What is the main difference between linear and logistic regression?
Linear regression predicts a continuous value, while logistic regression predicts a probability between 0 and 1 for binary classification.
What are the two parameters in a linear regression model?
Slope (β₁) and intercept (β₀).
What is the dependent variable in a regression model?
It is the output that the model is trying to predict.
What are the assumptions of linear regression?
Linearity, independence of features, normality of errors, and homoscedasticity.
What is multicollinearity?
It’s when input features are highly correlated with each other, which can distort model interpretation.
Why do we square the errors in Ordinary Least Squares (OLS)?
To make them positive and easier to optimize, and to make large differences more noticeable.
What is robust regression?
An alternative to OLS that uses absolute values instead of squares, making it less sensitive to outliers.
What is a scatterplot useful for?
Detecting linearity and spotting outliers.
What is R-squared?
A measure of how well the model fits the data; closer to 1 means better fit.
Why do we scale features before fitting a model?
To ensure all features contribute equally and avoid dominance by large-scale variables.
How does logistic regression output predictions?
It uses a sigmoid function to output probabilities between 0 and 1.
What is the role of feature engineering?
Transforming or creating features to improve model performance or fit.
What is the difference between homoscedasticity and heteroscedasticity?
Homoscedasticity means the variance of errors is constant across all levels of input; heteroscedasticity means the variance changes.
What is a residual in regression?
The difference between the actual value and the predicted value by the model.
What is the sigmoid function used in logistic regression?

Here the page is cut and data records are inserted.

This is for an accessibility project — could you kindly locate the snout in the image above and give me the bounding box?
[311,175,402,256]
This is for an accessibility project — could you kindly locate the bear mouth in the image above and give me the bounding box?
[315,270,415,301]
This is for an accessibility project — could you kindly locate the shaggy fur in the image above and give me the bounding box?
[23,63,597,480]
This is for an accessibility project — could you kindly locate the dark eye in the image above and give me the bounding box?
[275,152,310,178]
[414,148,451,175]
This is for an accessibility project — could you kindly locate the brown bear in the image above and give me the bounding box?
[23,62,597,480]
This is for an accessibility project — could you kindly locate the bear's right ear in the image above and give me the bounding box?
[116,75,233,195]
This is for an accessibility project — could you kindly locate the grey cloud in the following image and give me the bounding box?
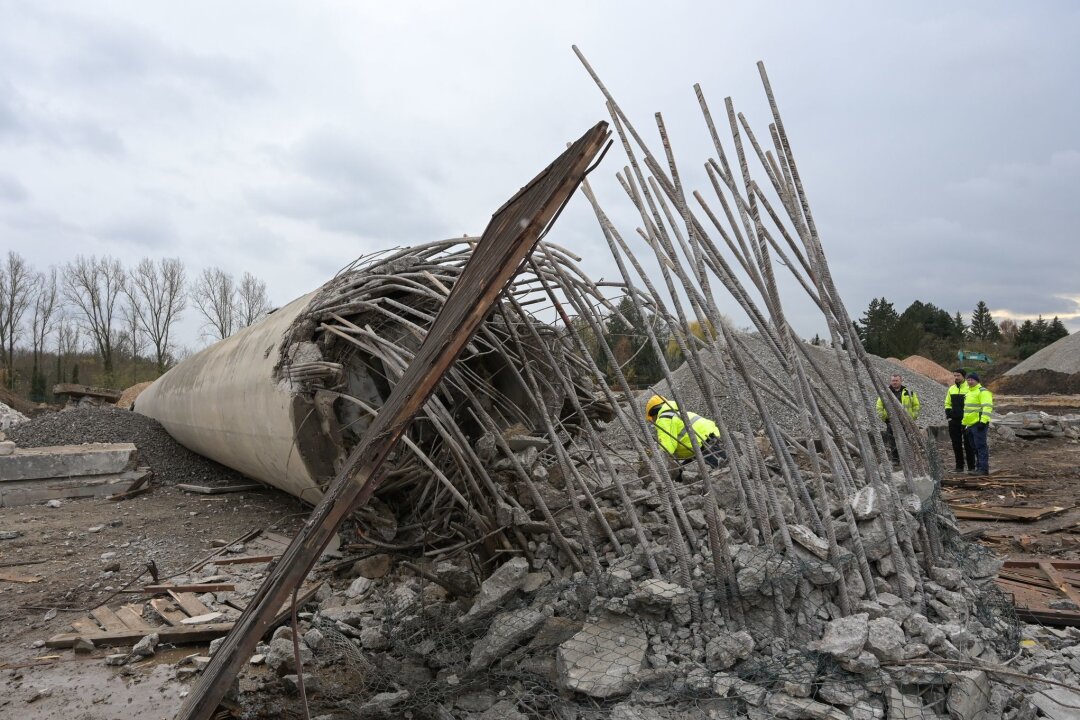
[0,173,30,204]
[248,130,440,239]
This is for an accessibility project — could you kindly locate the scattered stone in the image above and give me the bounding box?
[71,638,97,654]
[352,554,393,580]
[461,557,529,622]
[555,614,649,698]
[865,617,907,662]
[810,612,869,660]
[945,670,990,720]
[469,608,546,670]
[132,633,161,657]
[705,630,754,671]
[765,693,849,720]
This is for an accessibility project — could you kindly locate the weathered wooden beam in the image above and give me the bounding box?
[176,122,609,720]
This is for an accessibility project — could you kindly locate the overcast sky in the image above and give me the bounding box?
[0,0,1080,347]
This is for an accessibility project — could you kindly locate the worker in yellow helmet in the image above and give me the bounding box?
[645,395,728,467]
[877,375,922,464]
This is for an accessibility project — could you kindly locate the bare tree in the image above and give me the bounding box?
[56,313,82,382]
[0,250,33,390]
[127,258,187,375]
[64,255,126,382]
[191,268,238,340]
[30,267,58,403]
[120,290,146,384]
[237,272,270,329]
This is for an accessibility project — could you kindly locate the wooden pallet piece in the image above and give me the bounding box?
[90,604,131,633]
[168,590,211,617]
[45,623,232,648]
[150,598,187,626]
[214,555,281,566]
[71,615,102,633]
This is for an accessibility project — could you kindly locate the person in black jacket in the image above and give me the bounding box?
[945,368,975,473]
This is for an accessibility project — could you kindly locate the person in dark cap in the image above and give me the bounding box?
[963,371,994,475]
[945,368,975,473]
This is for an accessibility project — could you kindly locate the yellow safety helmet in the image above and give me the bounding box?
[645,395,667,422]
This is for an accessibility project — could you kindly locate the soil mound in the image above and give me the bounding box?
[990,371,1080,395]
[901,355,953,385]
[1005,332,1080,377]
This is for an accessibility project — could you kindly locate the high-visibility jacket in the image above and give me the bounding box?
[945,382,968,422]
[963,384,994,427]
[654,400,720,460]
[878,385,922,422]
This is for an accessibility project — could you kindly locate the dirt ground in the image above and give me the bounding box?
[0,487,310,720]
[0,397,1080,720]
[939,395,1080,560]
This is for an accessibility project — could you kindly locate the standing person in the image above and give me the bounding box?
[963,372,994,475]
[645,395,728,467]
[945,368,975,473]
[877,375,921,464]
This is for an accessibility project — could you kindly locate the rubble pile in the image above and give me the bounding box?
[991,410,1080,440]
[203,58,1072,720]
[0,403,29,433]
[10,407,243,485]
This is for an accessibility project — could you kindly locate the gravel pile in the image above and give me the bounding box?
[0,403,27,433]
[606,335,945,447]
[1005,332,1080,377]
[9,407,244,485]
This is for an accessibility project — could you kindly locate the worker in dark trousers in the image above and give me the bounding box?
[945,368,975,473]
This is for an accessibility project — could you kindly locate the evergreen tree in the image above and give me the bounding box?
[855,298,900,356]
[1047,315,1069,344]
[969,300,1001,342]
[953,310,968,340]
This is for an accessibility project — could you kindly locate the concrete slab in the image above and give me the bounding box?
[0,443,138,483]
[0,467,150,507]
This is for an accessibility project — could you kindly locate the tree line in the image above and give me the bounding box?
[855,297,1069,362]
[0,252,270,402]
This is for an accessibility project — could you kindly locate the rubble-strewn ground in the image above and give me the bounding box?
[8,407,247,485]
[6,397,1080,720]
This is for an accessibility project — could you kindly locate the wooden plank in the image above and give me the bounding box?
[45,623,232,648]
[181,122,610,720]
[117,604,153,631]
[143,583,237,594]
[214,555,281,565]
[90,604,131,633]
[176,483,267,495]
[1039,560,1080,609]
[168,590,211,617]
[0,570,41,583]
[150,598,187,625]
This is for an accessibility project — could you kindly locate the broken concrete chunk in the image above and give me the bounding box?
[705,630,754,671]
[765,693,849,720]
[851,485,881,520]
[461,557,529,621]
[132,633,160,657]
[945,670,990,720]
[469,608,548,670]
[787,525,828,560]
[555,614,649,698]
[810,612,869,660]
[866,617,907,662]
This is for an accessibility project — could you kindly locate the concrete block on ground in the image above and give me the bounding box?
[0,443,138,481]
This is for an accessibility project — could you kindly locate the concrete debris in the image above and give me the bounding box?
[556,614,649,698]
[132,633,160,657]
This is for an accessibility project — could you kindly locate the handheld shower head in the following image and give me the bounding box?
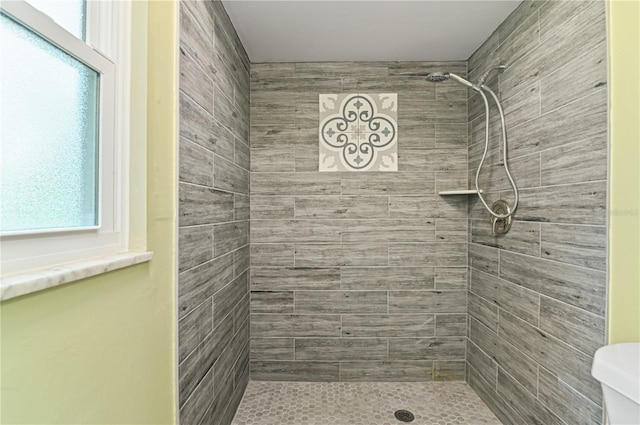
[427,72,449,83]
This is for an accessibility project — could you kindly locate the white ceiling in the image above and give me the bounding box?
[223,0,520,62]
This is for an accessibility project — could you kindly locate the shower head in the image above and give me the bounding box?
[427,72,450,83]
[427,72,480,91]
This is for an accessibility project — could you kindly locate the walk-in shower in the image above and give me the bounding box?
[427,64,519,233]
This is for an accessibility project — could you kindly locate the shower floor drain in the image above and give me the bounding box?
[393,410,416,422]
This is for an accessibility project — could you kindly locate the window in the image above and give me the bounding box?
[0,0,130,275]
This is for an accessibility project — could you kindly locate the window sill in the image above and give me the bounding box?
[0,252,153,301]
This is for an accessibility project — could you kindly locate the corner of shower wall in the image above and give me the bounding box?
[466,0,608,425]
[178,0,250,425]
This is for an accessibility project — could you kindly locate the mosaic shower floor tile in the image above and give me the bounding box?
[233,381,500,425]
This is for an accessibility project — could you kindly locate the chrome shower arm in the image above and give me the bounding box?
[476,62,507,87]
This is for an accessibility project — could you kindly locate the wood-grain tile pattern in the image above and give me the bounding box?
[466,0,608,425]
[178,0,252,425]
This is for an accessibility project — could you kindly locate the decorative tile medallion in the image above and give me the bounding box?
[319,93,398,171]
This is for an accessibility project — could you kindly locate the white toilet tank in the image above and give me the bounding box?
[591,342,640,425]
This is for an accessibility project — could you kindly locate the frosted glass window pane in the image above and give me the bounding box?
[27,0,86,40]
[0,15,99,232]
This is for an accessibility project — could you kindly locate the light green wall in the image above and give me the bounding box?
[608,0,640,343]
[0,1,177,424]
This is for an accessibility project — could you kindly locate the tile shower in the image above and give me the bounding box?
[178,0,607,425]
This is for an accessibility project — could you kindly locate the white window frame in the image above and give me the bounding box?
[0,0,131,274]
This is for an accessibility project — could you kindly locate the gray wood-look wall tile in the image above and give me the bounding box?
[342,170,435,196]
[251,194,295,221]
[178,225,213,272]
[436,313,467,336]
[233,245,250,277]
[178,254,233,317]
[251,338,294,360]
[540,296,605,356]
[342,314,438,338]
[295,196,389,219]
[295,291,387,314]
[180,2,216,75]
[467,339,498,389]
[178,348,203,408]
[213,272,249,326]
[342,219,438,243]
[541,223,607,271]
[231,293,251,332]
[251,360,340,382]
[500,251,606,315]
[538,367,602,425]
[251,267,340,290]
[213,156,249,193]
[469,319,538,394]
[518,181,607,225]
[251,145,295,173]
[496,13,540,67]
[467,292,498,333]
[179,46,213,115]
[213,323,249,382]
[540,1,604,41]
[295,244,389,267]
[389,337,466,361]
[251,173,340,195]
[469,243,500,276]
[178,183,234,226]
[434,267,468,290]
[500,1,606,98]
[251,243,295,267]
[509,90,607,158]
[233,193,251,221]
[178,299,213,362]
[499,312,602,404]
[540,134,607,186]
[468,152,540,191]
[540,43,607,113]
[389,243,467,267]
[466,363,525,425]
[213,221,249,257]
[469,270,541,325]
[389,196,438,218]
[340,267,434,290]
[251,62,295,81]
[498,369,563,425]
[251,313,341,338]
[251,267,340,291]
[340,360,433,382]
[471,219,540,257]
[389,290,467,314]
[251,290,293,313]
[433,360,466,381]
[179,92,214,151]
[178,1,250,425]
[295,62,389,78]
[389,61,467,77]
[295,338,388,361]
[200,316,233,370]
[180,369,214,424]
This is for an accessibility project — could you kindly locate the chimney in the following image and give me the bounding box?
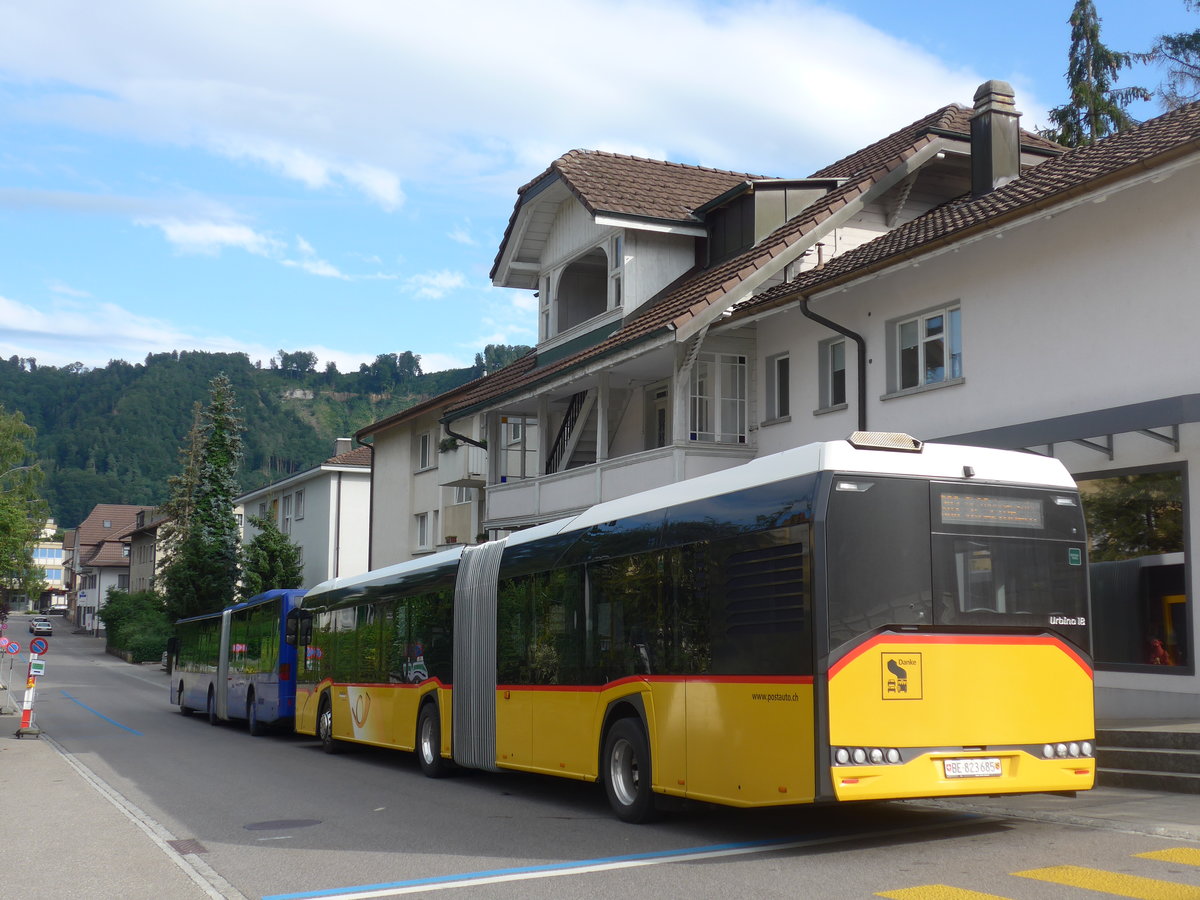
[971,80,1021,197]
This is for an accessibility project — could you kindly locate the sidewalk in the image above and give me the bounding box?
[0,729,229,900]
[0,715,1200,900]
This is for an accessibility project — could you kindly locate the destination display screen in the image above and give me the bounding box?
[942,491,1045,530]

A mathematical function that maps any real value into a range between 0 and 1.
When should you not use linear regression?
When the relationship between variables is non-linear or when the assumptions of linear regression are violated.
Why is normality of errors important in linear regression?
It ensures reliable inference like confidence intervals and p-values.
How can linear regression be used in FP&A?
To forecast costs or revenue based on inputs like volume, location, and seasonality.
How can logistic regression be used in FP&A?
To predict binary outcomes such as whether an order will be late or whether a customer will reorder.